The Friendly Skies / by Deborah Clague

I flipped through the airline magazine as other passengers boarded the craft. Skimming its glossy pages, which boasted luxury hotels and decadent restaurants that I would probably never experience, I silently rejoiced in the fact that the seat next to mine remained empty. The Boeing 763 has 187 seats in economy class; I guesstimated that this flight, enroute to Canada from Japan, would be three-quarters full. It seemed I would get to stretch out. A lucky break for someone trapped in such a confined space for over 9 hours. 

But I jumped the gun. 

"Is this the right seat?"

He appeared to be about my age. His eyes indicated he was either tired or spent too much time (and money) in a Narita lounge. 

"Yes, I'm by the window", I replied. Before I had time to curse my situation, my new flight companion threw his rather large carry-on bag beneath the seats in front of us. It barely fit. After sitting down and making himself comfortable, he quickly went to sleep. Not before extending his limbs into my own leg space though. "Fuck", I thought to myself. 

Flying is easily one of the most stressful things one can partake in. Airports are stressful. Boarding and departing is stressful. Eating the disgusting food and wondering how you are going to digest it is stressful. This guy – this sleepy, possibly inebriated, feeble, inconsiderate man – was now stressing me out. I started to feel claustrophobic. The vastness of the ocean below couldn't cure it.

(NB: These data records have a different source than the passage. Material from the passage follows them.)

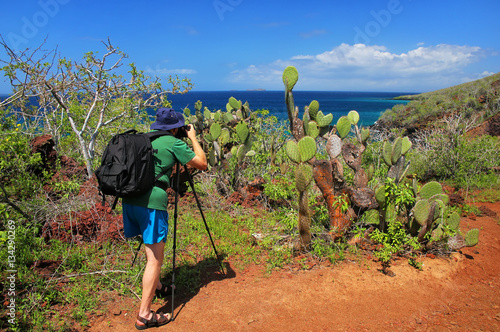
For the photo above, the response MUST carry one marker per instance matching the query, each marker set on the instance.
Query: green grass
(99, 271)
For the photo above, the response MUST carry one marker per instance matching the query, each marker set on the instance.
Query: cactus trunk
(304, 220)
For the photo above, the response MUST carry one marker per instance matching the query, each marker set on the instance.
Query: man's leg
(151, 278)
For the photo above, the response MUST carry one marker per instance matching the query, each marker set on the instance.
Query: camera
(182, 131)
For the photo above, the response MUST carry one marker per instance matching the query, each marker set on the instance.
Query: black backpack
(127, 167)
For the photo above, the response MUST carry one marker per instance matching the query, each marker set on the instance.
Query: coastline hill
(476, 102)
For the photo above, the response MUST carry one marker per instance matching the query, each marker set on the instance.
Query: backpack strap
(152, 136)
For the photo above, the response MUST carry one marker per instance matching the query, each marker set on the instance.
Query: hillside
(475, 102)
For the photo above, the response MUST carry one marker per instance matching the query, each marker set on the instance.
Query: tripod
(174, 247)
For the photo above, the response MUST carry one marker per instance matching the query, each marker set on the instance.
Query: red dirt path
(461, 293)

I "accidentally" bumped my elbow into his arm, which now also occupied the armrest between us. He didn't budge. Fuck. I tried making a lot of noise while rifling through my purse and clearing my throat repeatedly. It appeared to act as a lullaby, soothing him into deeper slumber. Fuck. Nine hours. Nine more hours of this hell. I then started to wonder how I would make it to the washroom. This guy was't moving for anything. 

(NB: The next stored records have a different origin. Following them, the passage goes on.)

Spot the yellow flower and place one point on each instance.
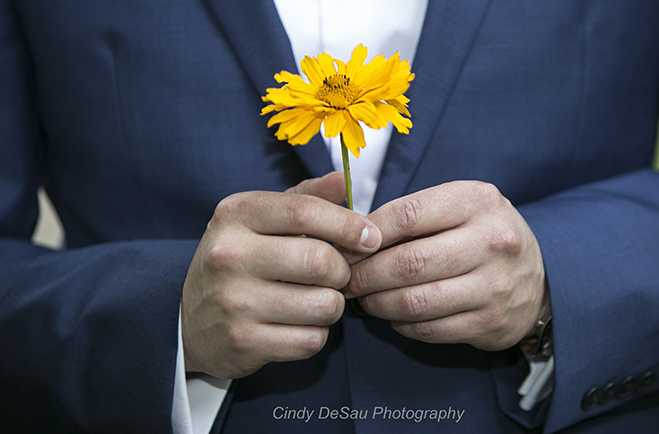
(340, 95)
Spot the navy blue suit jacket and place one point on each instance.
(139, 116)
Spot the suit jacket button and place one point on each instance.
(591, 398)
(646, 381)
(357, 308)
(627, 387)
(610, 391)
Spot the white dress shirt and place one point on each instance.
(335, 27)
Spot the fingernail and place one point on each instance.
(370, 237)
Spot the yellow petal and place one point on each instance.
(390, 114)
(303, 137)
(356, 61)
(366, 112)
(353, 135)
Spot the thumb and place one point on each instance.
(330, 187)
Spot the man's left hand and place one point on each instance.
(458, 264)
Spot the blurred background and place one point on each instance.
(48, 232)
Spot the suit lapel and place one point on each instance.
(259, 42)
(449, 31)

"Something to drink, miss?"

My saving grace. My angel in an Air Canada uniform. After handing me a glass of water, the stewardess did the unthinkable – she shook the shoulder of my sleepy, possibly inebriated, feeble, inconsiderate neighbour, asked if he desired a beverage and then informed him that if he wanted a window seat, there was an empty one a few rows up. He took her up on the offer, grabbing his giant carry-on and leaving my life, armrest and leg space forever. I was so thankful. So relieved. Sigh. So comfortable. 

I spent the remainder of the flight stretched out across both seats, living large economy-style.